Friday, December 2, 2011

BYOC

It's FRIDAY so that means it's BYOC - Bring Your Own Crazy! Brought to you by the one and only Drazil! We answer a couple of questions in an effort to get to know each other better and to give our blogging brains a break! Copy and paste and answer in your own blogs if you'd like!! ENJOY!!
  1. Describe the structure you live in. (apartment, condo, house, mansion, cardboard box?)
    I live in a two story house that sits on a little hill. The master bedroom is on the first level and the other bedrooms are upstairs. I have an attached garage, but I don't get to park my car in there...it is filled with The Rockstar's drumset, as well as The Boy's drumset and guitars.

  2. Describe the city you live in. (population, main attractions)
    I really don't know the population of my city...I would say around 100,000 or so. It is known as a military town, but I live on the opposite side of town as the base.

  3. Why do you live in the town you live in? (job, to get away from a different town, family, schools?)
    I was born and bred here :) The Rockstar was in the military when I met him. When he asked me to marry him I told him I could only stay married to him as long as he was stationed here because I could never leave my mama. He married me any way and got out of the military when he was up to reenlist.

  4. What’s the view like from your backyard?
    Just a yard, the pool/deck, and a tree.

  5. Repeat question: Summarize your week in real life and in blog land.
    Blogland was good. I haven't had to time to read all the blogs, but I will catch up this weekend. I love how supportive everyone is of each other. That's the whole reason I started a blog...I knew I would need a dabble of that lovin to help me through this journey :)

Real life has been so so. Home life is good. The Boy turned 18 today and I am feeling very sad that both of my babies are now "grown." Work life has been less that desirable. School life was supposed to be good because last night was supposed to be my last night of the semester BUT my professor called me on my way to school and asked me to pick up everyones papers and meet her this weekend to give them to her. She got caught up with something and couldn't make it to class...which means we still have to go in one more time and take the last test...ugh.

Thursday, December 1, 2011

Ten Things Thursday

Ten things Thursday, brought to us by that totally hawt girl at beerdogsandhealth

1. My snow dance was a big fat fail earlier this week. Although I saw some snow flakes in the air, it just wasn't enough to get me a day off. Damn weather man. Just like a man to exaggerate on inches.

2. The Boy has a birthday tomorrow. He will be 18. I'M FREE, I'M FREE!!! Ok, I know I'm really not, but it felt good to think it for a second. He asked me what I was getting him for his birthday....I told him some luggage. He told me he wasn't planning on taking any trips. When I explained it was for packing up to move out he said "Mom...you know I am going to live her forever." When I asked him what about when he gets married his reply was "well, we have a guest room, she will be fine"

3. I finally got brave enough to get on the scale. I lost 2 pounds. I will take it.

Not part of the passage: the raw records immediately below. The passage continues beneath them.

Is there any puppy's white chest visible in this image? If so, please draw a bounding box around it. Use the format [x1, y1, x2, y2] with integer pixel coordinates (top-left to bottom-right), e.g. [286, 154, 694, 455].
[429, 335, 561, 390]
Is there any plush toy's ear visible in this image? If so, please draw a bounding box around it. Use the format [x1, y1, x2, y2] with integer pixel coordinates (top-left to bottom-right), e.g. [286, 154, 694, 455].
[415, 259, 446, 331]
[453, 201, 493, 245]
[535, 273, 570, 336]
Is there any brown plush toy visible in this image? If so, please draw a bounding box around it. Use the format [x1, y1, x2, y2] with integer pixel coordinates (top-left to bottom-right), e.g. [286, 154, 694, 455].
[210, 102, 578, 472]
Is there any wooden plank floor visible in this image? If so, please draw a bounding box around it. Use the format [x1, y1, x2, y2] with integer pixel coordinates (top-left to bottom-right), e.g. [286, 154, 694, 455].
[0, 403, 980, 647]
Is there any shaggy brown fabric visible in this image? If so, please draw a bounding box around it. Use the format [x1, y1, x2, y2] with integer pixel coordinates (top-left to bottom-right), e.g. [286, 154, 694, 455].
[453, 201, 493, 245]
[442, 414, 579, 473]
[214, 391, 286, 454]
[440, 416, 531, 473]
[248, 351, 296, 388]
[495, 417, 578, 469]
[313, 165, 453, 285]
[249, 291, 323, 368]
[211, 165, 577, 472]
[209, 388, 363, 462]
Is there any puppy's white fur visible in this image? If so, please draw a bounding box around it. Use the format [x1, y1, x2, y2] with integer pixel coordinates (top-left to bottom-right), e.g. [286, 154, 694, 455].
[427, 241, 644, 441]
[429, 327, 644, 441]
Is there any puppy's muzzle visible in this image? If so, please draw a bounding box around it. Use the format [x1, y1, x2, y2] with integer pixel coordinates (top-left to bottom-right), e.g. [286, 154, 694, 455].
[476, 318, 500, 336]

4. Is it weird that I will only weigh myself on days that I pooped?

5. I used to host foreign exchange students. We have remained very, very close with our German son. Every once in a while he sends me my favorite chocolate from Germany. I haven't told him about getting banded. I know he will send me some for Christmas. I hope I have enough restraint not to eat it all at once. Maybe I shall share most of it this year.

6. I get my first fill next week. I am super duper nervous about that big ole needle.

7. My mother met a lady yesterday that had been banded 4 years ago and she lost over 200 pounds. After talking to this lady my mother felt the need to give me a lecture on how this band is only a tool and I have to work with the band...yes mama, I already know that.

8. I have my last class for the semester tonight. I am sooooo over going to school. I know my mama really wants to see me get a Doctorate....but I am over it.

9. Only two more weeks until Christmas break!!!

10. Hi. My name is Bigass Barbie and I'm a Dew aholic. I have been clean and sober for 26 days.... I want a Mountain Dew dammit!